Dean’s Auto Farm was the first advertising spot. Then Sethman’s Funeral Home. Then a pre-recorded: “Now let’s return to Dirk Darklight’s Talk Back Tuesday!”
Patty gives me her 3-2-1 signal.
I’m afire again. “Thank you. I am Dirk Darklight and this is Talk Back Tuesday. We are still getting calls. Folks, we can hear background noise. The TV. Dishwasher. Barking dogs. For some reason, we can’t hear you. We can hear you moving around, just not your voice. Wait, Producer Patty has sent me a note on my trusty laptop here.”
It wasn’t from Becca. I didn’t know why I expected that. Hope, I guess. Sometimes she did send messages.
Like a true professional, I rolled on. “This is from City Dispatch. Apparently something is going on all over the place. If your phones are acting weird on you, the police say you can text them at 9-1-1, or they can trace your call. Or you can maybe find someone who can speak for you.”
Like I said before, the show must go on. “You know what, Patty?”
“Yes?” She had a mic herself that she turns on and off. She didn’t love using it, but it’s damn hard for me to just talk by myself for three hours. I could have done it. But with the phones not running, I thought it made for better radio, bouncing off someone else. Especially right then.
“Okay, here I go.” I got handsomely paid to make absurd, grandiose statements and stories. Do I actually believe them? Not so much. People respond to the dumbest premises.
I paused there to give the audience the feeling that I was churning out a noteworthy deep thought. A deep sigh to show I’m a patriot, to show how much I cared about this fabulous country. “I don’t know what makes me think of stuff like this but, I wanna toss this out for your consideration. It’s crude, but I have a brilliant point here, as I often do. Main Street usually runs in the middle of town, right? Straight. Down. The. Middle.”
That wasn’t true, either.

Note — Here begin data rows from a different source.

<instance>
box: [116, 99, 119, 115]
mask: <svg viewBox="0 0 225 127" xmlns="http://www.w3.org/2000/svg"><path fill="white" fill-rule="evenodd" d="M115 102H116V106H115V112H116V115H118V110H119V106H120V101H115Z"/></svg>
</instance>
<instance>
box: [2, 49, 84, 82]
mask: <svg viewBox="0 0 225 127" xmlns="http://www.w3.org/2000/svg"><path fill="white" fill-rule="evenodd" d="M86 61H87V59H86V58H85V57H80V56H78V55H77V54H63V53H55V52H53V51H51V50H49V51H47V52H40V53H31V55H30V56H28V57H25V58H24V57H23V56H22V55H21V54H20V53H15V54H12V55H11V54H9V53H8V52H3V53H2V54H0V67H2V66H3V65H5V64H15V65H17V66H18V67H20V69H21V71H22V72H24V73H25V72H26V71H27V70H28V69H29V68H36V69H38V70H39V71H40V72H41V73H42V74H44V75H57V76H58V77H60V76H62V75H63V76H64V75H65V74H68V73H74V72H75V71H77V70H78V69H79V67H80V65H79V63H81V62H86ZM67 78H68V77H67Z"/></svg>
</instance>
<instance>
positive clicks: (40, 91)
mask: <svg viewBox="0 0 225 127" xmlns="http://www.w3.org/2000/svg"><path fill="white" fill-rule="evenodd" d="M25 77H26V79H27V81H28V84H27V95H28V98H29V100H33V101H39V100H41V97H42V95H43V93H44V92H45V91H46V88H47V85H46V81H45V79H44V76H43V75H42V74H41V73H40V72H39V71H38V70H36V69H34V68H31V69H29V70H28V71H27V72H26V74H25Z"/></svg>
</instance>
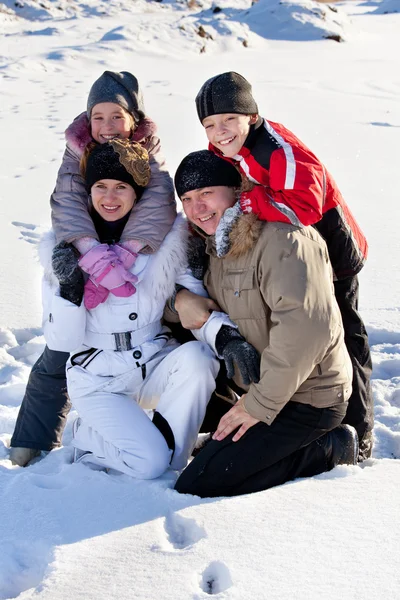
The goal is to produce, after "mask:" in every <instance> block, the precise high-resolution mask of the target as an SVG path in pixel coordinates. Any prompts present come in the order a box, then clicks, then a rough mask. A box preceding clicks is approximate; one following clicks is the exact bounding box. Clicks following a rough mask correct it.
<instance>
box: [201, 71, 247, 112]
mask: <svg viewBox="0 0 400 600" xmlns="http://www.w3.org/2000/svg"><path fill="white" fill-rule="evenodd" d="M196 108H197V114H198V116H199V119H200V121H201V122H203V119H205V118H206V117H210V116H211V115H219V114H224V113H234V114H241V115H253V114H258V106H257V104H256V102H255V100H254V98H253V96H252V90H251V85H250V83H249V82H248V81H247V79H245V78H244V77H242V75H239V73H235V72H234V71H229V72H227V73H222V74H221V75H216V76H215V77H211V79H208V81H206V82H205V84H204V85H203V86H202V87H201V89H200V91H199V93H198V94H197V96H196Z"/></svg>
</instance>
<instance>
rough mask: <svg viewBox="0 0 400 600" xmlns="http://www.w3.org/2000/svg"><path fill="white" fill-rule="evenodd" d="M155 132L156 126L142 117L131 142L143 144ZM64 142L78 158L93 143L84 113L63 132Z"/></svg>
mask: <svg viewBox="0 0 400 600" xmlns="http://www.w3.org/2000/svg"><path fill="white" fill-rule="evenodd" d="M156 131H157V125H156V124H155V123H154V121H152V120H151V119H149V118H148V117H144V119H141V120H140V121H139V124H138V126H137V128H136V129H135V131H134V133H133V136H132V140H133V141H134V142H143V141H144V140H145V139H146V138H148V137H151V136H153V135H155V133H156ZM65 140H66V142H67V145H68V146H69V148H70V149H71V150H72V151H73V152H74V153H75V154H77V156H78V157H79V158H80V157H81V156H82V154H83V152H84V150H85V148H86V146H87V145H88V144H89V143H90V142H93V138H92V136H91V135H90V131H89V120H88V118H87V115H86V112H83V113H82V114H80V115H79V116H78V117H76V119H74V120H73V121H72V123H71V125H69V127H68V128H67V129H66V131H65Z"/></svg>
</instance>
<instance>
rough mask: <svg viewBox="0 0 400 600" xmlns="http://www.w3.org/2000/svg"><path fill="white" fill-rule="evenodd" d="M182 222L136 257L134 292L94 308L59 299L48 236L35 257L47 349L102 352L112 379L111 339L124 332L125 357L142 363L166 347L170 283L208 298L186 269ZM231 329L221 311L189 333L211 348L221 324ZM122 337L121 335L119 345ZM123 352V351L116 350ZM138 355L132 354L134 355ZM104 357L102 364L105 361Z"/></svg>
mask: <svg viewBox="0 0 400 600" xmlns="http://www.w3.org/2000/svg"><path fill="white" fill-rule="evenodd" d="M186 240H187V224H186V222H185V221H184V219H183V218H182V217H181V216H180V215H179V216H178V217H177V218H176V220H175V223H174V225H173V227H172V229H171V231H170V233H169V234H168V235H167V236H166V238H165V240H164V242H163V243H162V245H161V247H160V249H159V251H158V252H155V253H153V254H152V255H145V254H139V256H138V258H137V260H136V263H135V265H134V266H133V267H132V269H131V272H132V273H134V274H135V275H136V276H137V278H138V281H137V283H136V284H135V286H136V293H135V294H133V295H132V296H130V297H129V298H118V297H116V296H114V295H113V294H111V293H110V294H109V296H108V298H107V300H106V301H105V302H103V303H102V304H99V306H97V307H96V308H95V309H92V310H86V308H85V306H84V303H83V302H82V303H81V305H80V306H76V305H75V304H72V303H71V302H69V301H68V300H65V299H64V298H62V297H61V296H60V295H59V286H58V281H57V279H56V278H55V276H54V273H53V271H52V268H51V256H52V250H53V247H54V245H55V238H54V233H53V232H52V231H51V232H49V233H48V234H47V235H46V236H45V237H44V238H43V239H42V241H41V243H40V246H39V259H40V262H41V264H42V267H43V268H44V277H43V284H42V291H43V327H44V336H45V339H46V343H47V345H48V347H49V348H50V349H51V350H58V351H61V352H71V353H79V352H83V351H87V350H88V349H90V348H97V349H101V350H103V360H104V361H105V363H104V364H105V365H107V360H109V367H107V368H109V369H111V372H110V373H104V375H112V374H113V372H112V369H113V368H114V367H113V364H114V363H115V360H117V358H116V354H118V353H116V352H115V350H118V349H119V348H118V346H117V345H116V335H115V334H124V333H126V332H129V333H130V334H131V335H130V337H131V348H130V349H129V350H130V355H132V350H133V351H134V352H133V356H135V351H137V352H138V353H139V354H140V362H141V363H146V362H147V361H148V360H149V359H150V358H151V357H152V356H153V355H154V354H156V353H157V352H158V351H159V350H161V348H162V347H163V346H164V345H165V344H166V343H167V341H168V339H169V337H170V335H169V333H168V332H169V330H168V329H167V328H165V327H162V325H161V318H162V316H163V311H164V307H165V303H166V301H167V300H168V299H169V298H170V297H171V296H172V294H173V292H174V289H175V284H176V283H179V284H180V285H183V286H184V287H186V288H187V289H189V290H190V291H192V292H194V293H196V294H199V295H202V296H207V292H206V291H205V289H204V287H203V284H202V282H200V281H199V280H197V279H195V278H194V277H193V276H192V275H191V273H190V271H189V270H188V269H187V259H186ZM224 324H225V325H230V326H234V327H235V325H233V323H232V322H231V321H230V320H229V319H228V317H227V316H226V315H225V314H224V313H219V312H213V313H212V314H211V315H210V318H209V319H208V321H207V322H206V323H205V325H203V327H202V328H201V329H199V330H196V331H193V334H194V335H195V337H196V338H197V339H198V340H199V341H203V342H205V343H208V344H209V345H210V346H211V348H212V349H213V350H214V352H216V350H215V337H216V335H217V333H218V331H219V329H220V327H221V326H222V325H224ZM123 337H124V336H120V342H121V339H122V341H123ZM121 349H122V350H124V348H121ZM139 354H137V356H139ZM106 359H107V360H106Z"/></svg>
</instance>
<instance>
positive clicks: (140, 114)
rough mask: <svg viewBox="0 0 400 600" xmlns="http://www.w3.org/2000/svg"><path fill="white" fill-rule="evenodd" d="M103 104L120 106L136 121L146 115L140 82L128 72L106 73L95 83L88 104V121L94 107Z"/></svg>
mask: <svg viewBox="0 0 400 600" xmlns="http://www.w3.org/2000/svg"><path fill="white" fill-rule="evenodd" d="M101 102H114V103H115V104H119V106H122V108H124V109H125V110H127V111H128V112H129V113H131V115H132V116H133V117H134V119H135V121H140V119H142V118H143V117H144V115H145V109H144V102H143V97H142V92H141V91H140V89H139V82H138V80H137V79H136V77H135V76H134V75H132V74H131V73H128V72H127V71H121V73H114V72H113V71H104V73H103V75H101V76H100V77H99V78H98V79H97V80H96V81H95V82H94V84H93V85H92V87H91V89H90V92H89V97H88V102H87V116H88V119H90V116H91V113H92V109H93V107H94V106H95V105H96V104H100V103H101Z"/></svg>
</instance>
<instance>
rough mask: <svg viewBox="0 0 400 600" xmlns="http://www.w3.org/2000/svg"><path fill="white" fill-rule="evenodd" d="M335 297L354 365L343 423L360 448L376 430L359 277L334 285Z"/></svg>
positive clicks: (352, 361) (371, 372) (340, 282)
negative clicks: (355, 429)
mask: <svg viewBox="0 0 400 600" xmlns="http://www.w3.org/2000/svg"><path fill="white" fill-rule="evenodd" d="M334 286H335V295H336V300H337V303H338V305H339V308H340V312H341V315H342V320H343V326H344V341H345V344H346V347H347V350H348V352H349V355H350V358H351V362H352V363H353V392H352V395H351V396H350V399H349V407H348V409H347V413H346V416H345V418H344V421H343V422H344V423H348V424H349V425H352V426H353V427H354V428H355V429H356V430H357V433H358V438H359V440H360V444H362V440H363V438H364V436H365V434H367V433H369V432H370V431H372V428H373V426H374V403H373V397H372V390H371V382H370V380H371V373H372V360H371V353H370V350H369V345H368V334H367V332H366V329H365V326H364V323H363V321H362V319H361V316H360V314H359V312H358V289H359V286H358V277H357V276H356V277H349V278H348V279H342V280H341V281H335V283H334Z"/></svg>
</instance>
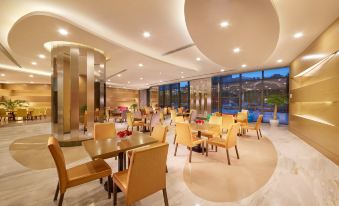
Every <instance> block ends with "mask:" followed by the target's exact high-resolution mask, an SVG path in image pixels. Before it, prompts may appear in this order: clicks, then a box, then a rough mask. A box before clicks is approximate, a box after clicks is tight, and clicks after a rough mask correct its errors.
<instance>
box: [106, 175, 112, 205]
mask: <svg viewBox="0 0 339 206" xmlns="http://www.w3.org/2000/svg"><path fill="white" fill-rule="evenodd" d="M111 188H112V177H111V175H109V176H108V177H107V191H108V199H111V192H112V191H111Z"/></svg>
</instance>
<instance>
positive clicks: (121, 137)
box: [117, 130, 132, 138]
mask: <svg viewBox="0 0 339 206" xmlns="http://www.w3.org/2000/svg"><path fill="white" fill-rule="evenodd" d="M117 135H118V137H119V138H124V137H126V136H129V135H132V131H128V130H123V131H120V132H118V133H117Z"/></svg>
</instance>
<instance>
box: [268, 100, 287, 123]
mask: <svg viewBox="0 0 339 206" xmlns="http://www.w3.org/2000/svg"><path fill="white" fill-rule="evenodd" d="M286 103H287V98H286V96H284V95H277V94H271V95H270V96H268V97H267V104H270V105H274V112H273V119H271V120H270V125H271V126H275V127H276V126H278V125H279V119H278V118H277V112H278V107H279V106H282V105H284V104H286Z"/></svg>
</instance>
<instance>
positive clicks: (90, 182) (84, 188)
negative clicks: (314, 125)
mask: <svg viewBox="0 0 339 206" xmlns="http://www.w3.org/2000/svg"><path fill="white" fill-rule="evenodd" d="M117 127H118V128H119V127H120V128H122V127H124V125H122V124H119V123H118V124H117ZM49 133H50V123H39V124H32V125H20V126H11V127H2V128H0V205H13V206H14V205H15V206H21V205H57V204H56V202H53V201H52V199H53V194H54V191H55V187H56V183H57V174H56V169H55V168H47V169H31V168H27V167H25V166H22V165H21V164H20V163H18V162H17V161H15V160H14V159H13V157H12V155H11V153H10V150H9V147H10V145H11V144H12V143H13V142H14V141H16V140H19V139H23V138H26V137H32V136H39V135H45V134H49ZM248 135H249V136H252V137H253V138H256V136H255V133H249V134H248ZM263 135H264V136H265V137H266V138H268V139H269V140H270V141H271V142H272V144H273V146H274V148H275V151H276V153H277V163H276V168H275V170H274V172H273V174H272V176H271V177H270V178H269V180H268V181H267V182H266V183H265V184H264V185H263V186H262V187H260V188H259V189H258V190H257V191H255V192H254V193H251V194H249V195H248V196H246V197H244V198H243V199H240V200H237V201H234V202H212V201H208V200H205V199H204V198H202V197H200V196H198V195H196V194H195V193H193V192H192V191H191V190H190V187H188V186H187V184H186V183H185V181H184V168H185V165H187V161H188V160H187V157H188V151H187V149H186V148H184V147H179V148H178V154H181V155H178V156H177V157H173V153H174V145H173V144H171V142H172V141H173V137H174V127H173V126H170V131H169V133H168V137H167V138H168V142H170V148H169V156H168V163H167V165H168V169H169V173H168V174H167V192H168V197H169V203H170V205H173V206H178V205H185V206H186V205H192V206H200V205H284V206H285V205H289V206H291V205H292V206H293V205H305V206H312V205H339V168H338V166H336V165H335V164H334V163H333V162H331V161H330V160H328V159H327V158H326V157H325V156H323V155H322V154H320V153H319V152H318V151H316V150H315V149H313V148H312V147H311V146H309V145H307V144H306V143H305V142H303V141H302V140H300V139H299V138H297V137H296V136H295V135H293V134H291V133H290V132H289V131H288V130H287V128H286V127H284V126H282V127H279V128H270V127H269V126H267V125H264V128H263ZM218 152H221V150H219V151H218ZM255 152H260V151H255ZM36 155H38V154H36ZM240 155H241V150H240ZM200 156H201V155H200V154H198V153H194V154H193V157H192V160H193V161H192V164H194V160H195V159H199V158H200ZM39 158H40V157H39ZM41 158H43V157H41ZM89 160H90V159H89V158H88V157H84V158H80V159H79V160H78V159H77V158H75V159H74V160H73V161H71V162H69V164H68V165H67V166H68V167H71V166H73V165H77V164H80V163H83V162H86V161H89ZM107 161H108V163H109V164H110V165H111V166H112V169H113V171H117V162H116V161H115V160H114V159H109V160H107ZM235 161H236V160H235ZM239 161H241V159H240V160H239ZM235 165H236V164H235ZM186 167H187V166H186ZM230 167H234V165H232V166H230ZM202 178H203V177H202ZM258 178H260V173H259V174H258ZM248 184H250V182H249V183H248ZM64 205H91V206H96V205H112V200H108V199H107V194H106V193H105V192H104V190H103V188H102V186H101V185H100V184H99V183H98V182H97V181H94V182H90V183H88V184H85V185H81V186H78V187H74V188H72V189H70V190H68V191H67V192H66V195H65V199H64ZM118 205H124V200H123V196H122V194H119V196H118ZM135 205H138V206H158V205H163V198H162V193H161V192H158V193H156V194H154V195H152V196H149V197H147V198H145V199H144V200H142V201H140V202H138V203H136V204H135Z"/></svg>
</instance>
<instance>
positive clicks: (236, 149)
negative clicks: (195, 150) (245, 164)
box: [207, 123, 240, 165]
mask: <svg viewBox="0 0 339 206" xmlns="http://www.w3.org/2000/svg"><path fill="white" fill-rule="evenodd" d="M239 129H240V124H239V123H235V124H232V125H230V127H229V128H228V132H227V134H226V139H222V138H218V137H217V138H211V139H209V140H208V141H207V145H209V144H211V145H215V146H216V147H223V148H225V149H226V154H227V162H228V164H229V165H230V164H231V161H230V157H229V153H228V149H229V148H232V147H234V148H235V151H236V153H237V158H238V159H239V152H238V147H237V135H238V131H239ZM207 155H208V152H207Z"/></svg>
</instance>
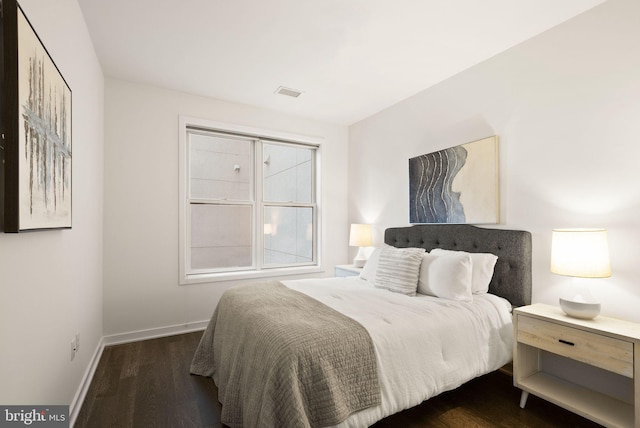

I simplified things; that’s what the audience wanted; this wasn’t public radio. “Here’s what I think about Democrats. Here’s what I think about Republicans. Are you ready for this? The Dems and Re-pubs can live in separate communities. Let me take that thought a little further. What we need is a Mason-Dixon Line down the middle. Would everyone in this country be happy again? Would absence from each other make our hearts grow fonder? Text me with your thoughts. I’ll read them on-air if I have to.”
Then my catchphrase: “Talk to me, citizens!” I didn’t mention, of course, that there’s social media to bicker upon. I left that out on purpose so a call-in-listener could feel good about him- or herself and point it out.
The phone in the control room lit up. Since we don’t want a phone to ring on air, the light tells us someone is calling in.
Sometimes Becca did call in. Patty developed a sign for me when she was on the line. A thumbs-up followed by an A-Ok.
My heart gave a little pang of joy. It’s Becca? Already, for the sake of the show, I issued rules on myself. I couldn’t tell her I loved her. I couldn’t extend any favoritism over other callers. I certainly couldn’t get personal. Hopefully the lizard was gone again.
“Hi, Becca. You’re on.”
“This is Becca,” She confirmed it. She’s talking. Good. There was a slight wavering in her voice, my nerves prickled. “He didn’t leave, Dirk. I couldn’t call for help.”
I tried not to let my own voice waiver, but without success. “Becca?” My fingers wiggled in moments like that. Then I clenched my fist, and then wiggled my fingers again. I chose words carefully. A million were glued to their radios. “Becca, I...” This was not sounding very professional.
She replied. “You should run. Gack...”
Now she’s choking too? “Becca who has you? What’s going on?”
She screamed at someone next to her. Jostling, fighting to keep her phone. Struggling now. “Get off me... gack!” And that’s the last I heard from my dear almost-bride. My rock. The sane one.
From her phone came a new voice. “Soon is now, Dirk.” Raspy, hissy. “We are in the hallway right now.”
“Soon is now! We will be heard!”
The voice is real.
Something hit the power. The whole place went black.